Today, technology is improving and changing in a blink of an eye, and things become irrelevant and obsolete in a matter of days.
In the era of different cloud providers, frameworks, libraries and prebuilt assets, programming beginners might ask themselves whether it’s worth investing their time into learning Data Structures?
I’ve heard some people claim that you do not need to know what a linked list, a heap or a B+ tree is, in order to be a programmer. This is true, in a way
However, not so while ago, my great curiosity led me to the GitHub repository of React.js library to see what the famous VDOM and diffing implementation looks like.
I was disappointed. While I managed to understand the concept of certain things, most of the implementation was not clear to me. It looked like the creators of React.js had a genius for algorithms and data structures, especially for trees.
That’s when I realised why some of the largest tech companies such as Facebook, Microsoft, Amazon, Google, and others insist on excellent knowledge of data structures and algorithms.
Facebook creators would not have created React.js as good as it is today if there hadn’t been for their data structures and algorithms knowledge. Why did I highlight as good as it is today?
Because, yes, they would’ve managed to create it, but it probably wouldn’t have been as efficient and popular as it is today. And the same stands for SQL Server creators, Google Search Engine creators, gentlemen Larry Page and Sergey Brin, and so on.
These and some other thoughts made me break the chains of modern software development and go back to the core of software engineering.
I set off on a journey of exploring the heart of some of the best software products, as well as existing data structures in different programming languages, whose API-s we are clients of, which is mostly taken for granted.
In addition, I also wanted to share the things I am about to learn on this journey with others.
We simply have to start from the arrays.
Arrays are one of the fundamental, simplest, perhaps most used data structures and a very important concept in programming.
But, what is the definition of a data structure in the first place?
A data structure is nothing more than a way of organising data in our computer’s memory.
We can organise different data in different ways depending on the nature of the problem that we are trying to solve.

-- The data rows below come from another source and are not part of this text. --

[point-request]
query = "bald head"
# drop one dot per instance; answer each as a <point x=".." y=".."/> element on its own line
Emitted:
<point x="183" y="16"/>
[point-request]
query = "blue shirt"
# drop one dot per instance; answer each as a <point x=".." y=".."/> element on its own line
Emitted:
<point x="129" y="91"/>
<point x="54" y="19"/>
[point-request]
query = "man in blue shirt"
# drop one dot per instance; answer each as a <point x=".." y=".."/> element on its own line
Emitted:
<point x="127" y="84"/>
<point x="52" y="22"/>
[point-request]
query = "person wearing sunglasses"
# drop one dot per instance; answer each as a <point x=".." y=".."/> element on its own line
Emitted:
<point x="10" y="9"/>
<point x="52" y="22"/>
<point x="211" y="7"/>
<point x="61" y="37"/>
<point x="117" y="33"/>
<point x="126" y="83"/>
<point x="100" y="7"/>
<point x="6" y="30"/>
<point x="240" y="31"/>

And it turns out that how we organise the data can be a critical factor in its efficient handling, and transitively, our software performance.

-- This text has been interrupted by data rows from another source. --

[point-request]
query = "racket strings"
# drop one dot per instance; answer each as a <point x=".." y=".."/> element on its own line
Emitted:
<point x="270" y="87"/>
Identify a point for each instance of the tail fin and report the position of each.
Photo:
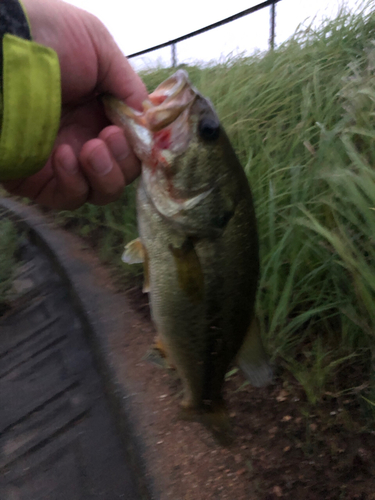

But before we start talking about arrays and their advantages and disadvantages in detail, let’s remind ourselves of how computer memory works in order to understand arrays better.

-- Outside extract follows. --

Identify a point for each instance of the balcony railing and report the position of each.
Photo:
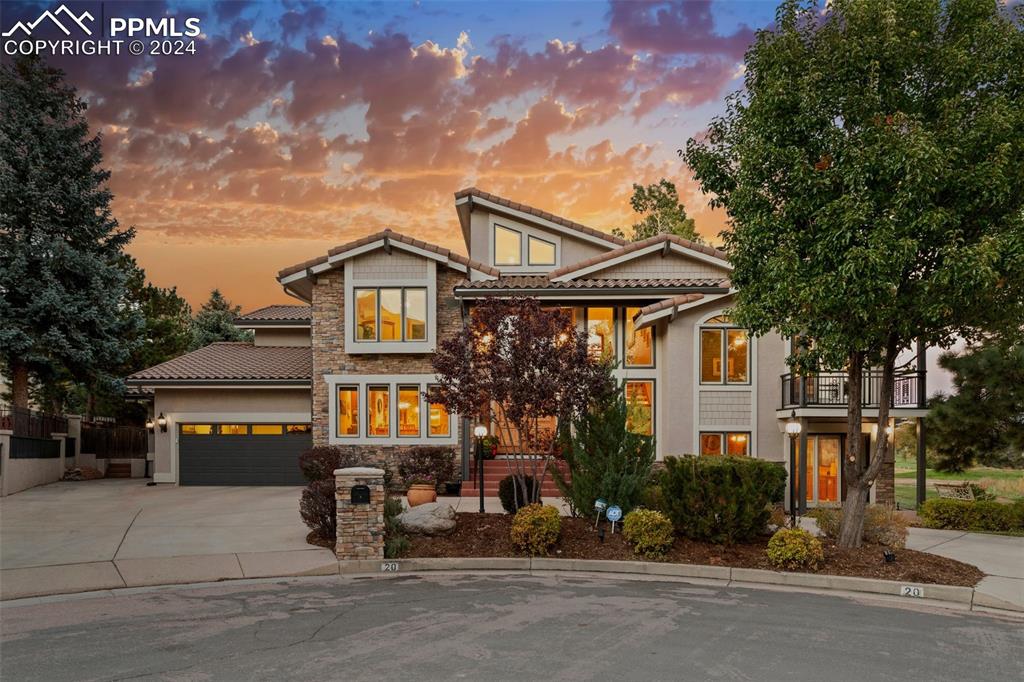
(830, 389)
(30, 423)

Computer Memory Basics - RAM (Random Access Memory)
When a program is executing it has to store variables somewhere, regardless of whether they are numbers, strings, or any other type of data.
Variables are stored in the computer's main memory - RAM (Random Access Memory), and further in the text we’re mostly going to refer to it just as memory.
The memory is divided into slots where each slot can store 1 byte of data. Each slot is associated with a number that represents its location in memory - its memory address.
On the other hand, we have a CPU which is connected to a component called Memory Controller.
Memory Controller is the component that performs reading from and writing into the memory.
Besides the fact that this component works hard to help us make sure that we do not lose any data from the memory during a program execution, it actually has a direct connection with each and every memory slot.
What does that mean?
If we have a direct connection to each and every memory slot (address), we can access the address 201 and then the address 99 998 instantly, without having to go step by step, one address at a time, in order to get to the targeted one.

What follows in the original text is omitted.